AI in competitions

Personally, I think using an LLM for “stage 1” of the parser (as jkj yuio put it) would be fine, if you could somehow get around the latency issues. You’re not generating any of the actual creative content with AI, you’re just using an LLM for what they’re actually good at: processing text, turning I WANT TO GO AROUND THE HOUSE AND OPEN THE WINDOW ON THE OTHER SIDE into GO EAST THEN OPEN WINDOW.

3 Likes

Right. In my short experience with of one of the Zork implementations, AI can work as a sort of “game show host” interpreting any weird complicated commands into something the parser can actually use, and potentially improvising when the parser responds “I don’t understand MOW GRASS” the AI can pick up the slack with a more user-friendly response that isn’t game-altering like “The grass is overgrown and hasn’t been trimmed in a while, but that’s not your job.”

That part I’m more wary of, both because it’s doing creative work, and because the LLM has no way to know what counts as user-friendly but not game-altering. What if the grass being meticulously trimmed is an important clue later, since it shows that the so-called Baron is actually the gardener impersonating his deceased master?

8 Likes

I understand what you mean. I was impressed that the Zork AI’s improvs (at least in the part I played) seemed very in-world, and I don’t know if that means the author sits and “directs” the AI to understand the world by having conversations with it?

I assume if the grass is an important part of the game, it would have authored implementation so the parser wouldn’t throw an “I do not understand” error and it’s only in cases where the parser is flummoxed would the AI compose a minimal but more fluent refusal like “I’m not sure gardening is an optimal use of your time.” Basically customizing a generic refusal based on real world understanding of what the player typed even when the game is not designed to accept that response.

1 Like

Oh, sure. But what if e.g. it’s an unrecognized verb, and MOW wouldn’t work on any noun in the game?

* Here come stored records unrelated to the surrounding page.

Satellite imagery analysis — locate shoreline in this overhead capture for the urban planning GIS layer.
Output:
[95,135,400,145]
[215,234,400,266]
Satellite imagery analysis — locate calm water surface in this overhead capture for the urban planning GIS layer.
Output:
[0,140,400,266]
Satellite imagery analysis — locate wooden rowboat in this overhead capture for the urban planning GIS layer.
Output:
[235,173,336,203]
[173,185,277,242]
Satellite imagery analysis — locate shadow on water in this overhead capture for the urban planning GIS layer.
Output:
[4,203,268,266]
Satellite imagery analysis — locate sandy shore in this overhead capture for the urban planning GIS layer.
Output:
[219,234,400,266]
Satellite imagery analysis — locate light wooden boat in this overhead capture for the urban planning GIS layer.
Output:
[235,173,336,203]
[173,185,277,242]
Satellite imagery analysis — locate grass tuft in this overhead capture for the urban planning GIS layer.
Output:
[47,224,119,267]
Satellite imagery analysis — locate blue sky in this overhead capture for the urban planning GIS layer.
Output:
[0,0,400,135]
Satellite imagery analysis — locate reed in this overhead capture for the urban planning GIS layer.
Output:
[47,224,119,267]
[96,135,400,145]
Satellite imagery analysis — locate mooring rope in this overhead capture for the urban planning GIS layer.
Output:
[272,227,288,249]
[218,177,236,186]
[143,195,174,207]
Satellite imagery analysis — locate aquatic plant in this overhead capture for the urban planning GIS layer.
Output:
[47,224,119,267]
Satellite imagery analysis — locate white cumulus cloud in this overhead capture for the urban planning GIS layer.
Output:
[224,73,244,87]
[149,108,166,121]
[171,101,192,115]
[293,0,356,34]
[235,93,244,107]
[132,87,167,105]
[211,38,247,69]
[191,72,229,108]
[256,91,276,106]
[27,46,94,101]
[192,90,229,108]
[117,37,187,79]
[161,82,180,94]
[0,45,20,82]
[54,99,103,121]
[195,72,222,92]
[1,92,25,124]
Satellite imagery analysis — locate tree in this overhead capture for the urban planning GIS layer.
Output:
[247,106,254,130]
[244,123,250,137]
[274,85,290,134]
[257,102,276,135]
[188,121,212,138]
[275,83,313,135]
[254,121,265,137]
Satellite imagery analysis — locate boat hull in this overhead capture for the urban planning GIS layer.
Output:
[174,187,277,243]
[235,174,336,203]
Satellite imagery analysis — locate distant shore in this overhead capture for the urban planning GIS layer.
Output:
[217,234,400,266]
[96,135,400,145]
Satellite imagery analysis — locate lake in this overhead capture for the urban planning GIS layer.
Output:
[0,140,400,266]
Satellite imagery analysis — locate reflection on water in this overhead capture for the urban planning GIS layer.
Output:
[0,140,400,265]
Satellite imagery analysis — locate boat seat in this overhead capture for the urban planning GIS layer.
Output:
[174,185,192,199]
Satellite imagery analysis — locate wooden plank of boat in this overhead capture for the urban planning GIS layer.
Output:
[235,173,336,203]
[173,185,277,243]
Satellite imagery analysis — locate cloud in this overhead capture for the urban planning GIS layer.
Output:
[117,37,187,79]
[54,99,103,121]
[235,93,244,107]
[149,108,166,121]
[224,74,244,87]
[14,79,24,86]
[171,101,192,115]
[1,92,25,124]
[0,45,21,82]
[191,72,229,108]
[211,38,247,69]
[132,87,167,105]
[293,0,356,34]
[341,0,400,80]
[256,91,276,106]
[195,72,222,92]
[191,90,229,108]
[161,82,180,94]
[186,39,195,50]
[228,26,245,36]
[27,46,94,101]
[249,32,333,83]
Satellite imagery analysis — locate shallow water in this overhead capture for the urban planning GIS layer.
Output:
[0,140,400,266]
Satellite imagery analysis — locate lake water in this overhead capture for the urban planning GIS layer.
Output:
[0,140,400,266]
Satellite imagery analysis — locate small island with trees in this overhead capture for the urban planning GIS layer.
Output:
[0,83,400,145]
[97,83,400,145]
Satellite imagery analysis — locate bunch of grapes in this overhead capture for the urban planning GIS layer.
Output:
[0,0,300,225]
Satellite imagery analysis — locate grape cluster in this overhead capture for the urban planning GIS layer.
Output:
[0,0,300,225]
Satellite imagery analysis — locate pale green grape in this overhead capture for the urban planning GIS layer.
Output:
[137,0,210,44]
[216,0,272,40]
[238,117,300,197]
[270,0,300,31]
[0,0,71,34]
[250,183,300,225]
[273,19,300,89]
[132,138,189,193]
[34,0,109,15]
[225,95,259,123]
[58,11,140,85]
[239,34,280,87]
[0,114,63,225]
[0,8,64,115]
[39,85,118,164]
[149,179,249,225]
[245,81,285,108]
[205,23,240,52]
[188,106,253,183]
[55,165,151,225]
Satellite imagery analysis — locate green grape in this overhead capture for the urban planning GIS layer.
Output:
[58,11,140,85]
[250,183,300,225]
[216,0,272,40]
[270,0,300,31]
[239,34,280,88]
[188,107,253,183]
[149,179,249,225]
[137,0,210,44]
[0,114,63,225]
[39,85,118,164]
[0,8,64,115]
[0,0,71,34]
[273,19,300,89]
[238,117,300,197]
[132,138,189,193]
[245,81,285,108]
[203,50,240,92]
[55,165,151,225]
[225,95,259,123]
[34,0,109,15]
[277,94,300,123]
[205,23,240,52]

Aside from latency, the other issue I’ve encountered with that use is that sometimes it transforms your input in weird ways and ends up giving you responses that have very little to do with the command you entered, leaving you unclear on why the thing you were trying to do didn’t work. Like, if I type “get batteries” and the game reacts as though I tried turning on the shower, I don’t know if the problem is that the game didn’t understand “get” or didn’t understand “batteries” or the batteries are not in scope or “get batteries” specifically wasn’t implemented because the batteries weren’t supposed to be portable, and I also have no insight into the process that led the game to decide I wanted to try to interact with a different item instead.

Part of the issue is that people who want to use LLM-based parsers mostly seem to want players to experience them as something that Just Works, seamlessly and under-the-hood, so they’re not going to have the game say “[I don’t understand ‘get’, rephrasing that to ‘turn on shower’]”. But also you can’t really have an LLM fully show its workings, so probably some of the “wait, how did we get from this to that?” just comes with the territory.

6 Likes

The general view seems to be that Zork AI is the most advanced parser currently available. But when playing it I noticed some issues. When I type in inventory, it gives me a complete and accurate list of what I’m holding. But when I type in ‘I check my inventory,’ immediately afterwards, I get this response. “Your inventory consists of a collection of essentials such as a brass lantern, a sword, and a large amount of optimism—perfect for navigating narrow passages and fending off any lurking Grues.” (Even though I was carrying like 5 other things) This tells me that room-available actions are being mapped as possible matches for the AI parser, but universal actions that can be taken in any room are not being mapped.

2 Likes

I wonder if the AI interpreted this as EXAMINE INVENTORY but since CHECK likely isn’t a standard action, it might have interpreted you wanted a definition of what inventory means - in the context of “check out my inventory”.